Dari total 17.200 sengketa yang diputus sepanjang 2024, sebanyak 5.230 atau 30,41% di antaranya adalah menolak seluruh permohonan banding atau gugatan wajib pajak.

"Data yang disajikan bersumber dari sistem informasi TC One per 5 Februari 2025," tulis Sekretariat Pengadilan Pajak pada laman resminya. (DDTCNews)

Setoran Pajak Daerah pada Januari 2025 Turun 32 Persen

Ditjen Perimbangan Keuangan melaporkan realisasi penerimaan pajak daerah hingga Januari 2025 baru mencapai Rp12,63 triliun, atau setara dengan 4,34% dari pagu pada tahun ini sejumlah Rp281,26 triliun.

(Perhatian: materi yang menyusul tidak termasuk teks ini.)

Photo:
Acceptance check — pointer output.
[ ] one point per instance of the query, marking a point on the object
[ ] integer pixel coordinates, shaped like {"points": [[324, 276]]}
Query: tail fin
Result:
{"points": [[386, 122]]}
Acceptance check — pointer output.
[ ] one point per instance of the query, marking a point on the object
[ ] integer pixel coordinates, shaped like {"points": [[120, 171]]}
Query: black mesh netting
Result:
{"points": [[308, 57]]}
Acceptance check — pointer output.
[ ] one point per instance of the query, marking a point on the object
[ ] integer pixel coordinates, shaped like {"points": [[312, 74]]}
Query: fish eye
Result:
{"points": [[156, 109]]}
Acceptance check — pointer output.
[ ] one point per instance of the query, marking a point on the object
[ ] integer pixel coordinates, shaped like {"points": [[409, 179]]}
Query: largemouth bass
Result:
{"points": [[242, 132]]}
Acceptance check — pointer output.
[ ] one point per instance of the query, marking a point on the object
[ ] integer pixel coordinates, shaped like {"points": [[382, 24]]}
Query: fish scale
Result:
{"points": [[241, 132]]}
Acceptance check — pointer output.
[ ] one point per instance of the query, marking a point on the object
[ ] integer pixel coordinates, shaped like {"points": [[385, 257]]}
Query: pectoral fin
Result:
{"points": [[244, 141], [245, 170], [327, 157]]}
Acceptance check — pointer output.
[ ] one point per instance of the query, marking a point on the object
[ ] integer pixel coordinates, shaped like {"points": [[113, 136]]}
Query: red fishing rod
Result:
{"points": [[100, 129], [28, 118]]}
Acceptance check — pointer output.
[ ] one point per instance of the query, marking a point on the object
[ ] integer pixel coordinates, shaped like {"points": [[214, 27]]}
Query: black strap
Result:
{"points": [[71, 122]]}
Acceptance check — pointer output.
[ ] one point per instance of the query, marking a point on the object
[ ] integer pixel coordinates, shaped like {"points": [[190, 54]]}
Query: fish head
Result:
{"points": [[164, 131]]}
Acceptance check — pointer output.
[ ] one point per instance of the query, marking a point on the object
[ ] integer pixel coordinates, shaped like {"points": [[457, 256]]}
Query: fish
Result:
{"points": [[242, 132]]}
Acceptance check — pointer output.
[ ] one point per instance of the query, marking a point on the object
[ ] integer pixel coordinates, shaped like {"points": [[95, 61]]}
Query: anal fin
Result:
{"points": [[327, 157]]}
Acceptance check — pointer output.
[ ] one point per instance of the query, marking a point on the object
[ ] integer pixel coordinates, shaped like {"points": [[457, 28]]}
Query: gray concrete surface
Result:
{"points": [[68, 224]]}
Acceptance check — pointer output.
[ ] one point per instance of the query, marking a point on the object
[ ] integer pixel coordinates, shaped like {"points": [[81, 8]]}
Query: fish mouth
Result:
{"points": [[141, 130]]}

Dalam Portal Data APBD yang diunggah Ditjen Perimbangan Keuangan, realisasi tersebut turun 32,46% dari Januari 2024 senilai Rp18,7 triliun. Adapun penurunan tersebut disebabkan baru 342 dari 546 pemda yang menyampaikan realisasi pajak daerahnya.

“Jumlah pemda yang telah menyampaikan realisasi hingga Januari 2025 baru mencapai 342 dari 546 pemda, atau setara dengan coverage 62,6% kata Dirjen Perimbangan Keuangan Luky Alfirman. (Kontan)

Kemendagri: Ratusan Pemda Masih Belum Bebaskan BPHTB untuk Rumah MBR

Kemendagri mencatat masih ada ratusan pemda yang belum memberikan fasilitas pembebasan bea perolehan hak atas tanah dan bangunan (BPHTB) dan retribusi persetujuan bangunan gedung (PBG) untuk mendukung program rumah masyarakat berpenghasilan rendah (MBR).

Hingga 6 Maret 2025, tercatat masih ada 153 pemda yang belum menerbitkan peraturan kepala daerah tentang pembebasan retribusi PBG. Kemudian, sebanyak 116 pemda juga masih belum menerbitkan peraturan kepala daerah tentang pembebasan BPHTB.

"Ini adalah data ter-update hingga 6 Maret 2025. Jadi kalau sampai 10 Maret sudah ada yang kirim dan tersebutkan [nama pemdanya], saya memohon maaf karena belum terkonfirmasi," kata Direktur Pendapatan Negara Kemendagri Teguh Narutomo. (DDTCNews)

Cek berita dan artikel yang lain di Google News.
Bagikan:
user-comment-photo-profile
Belum ada komentar.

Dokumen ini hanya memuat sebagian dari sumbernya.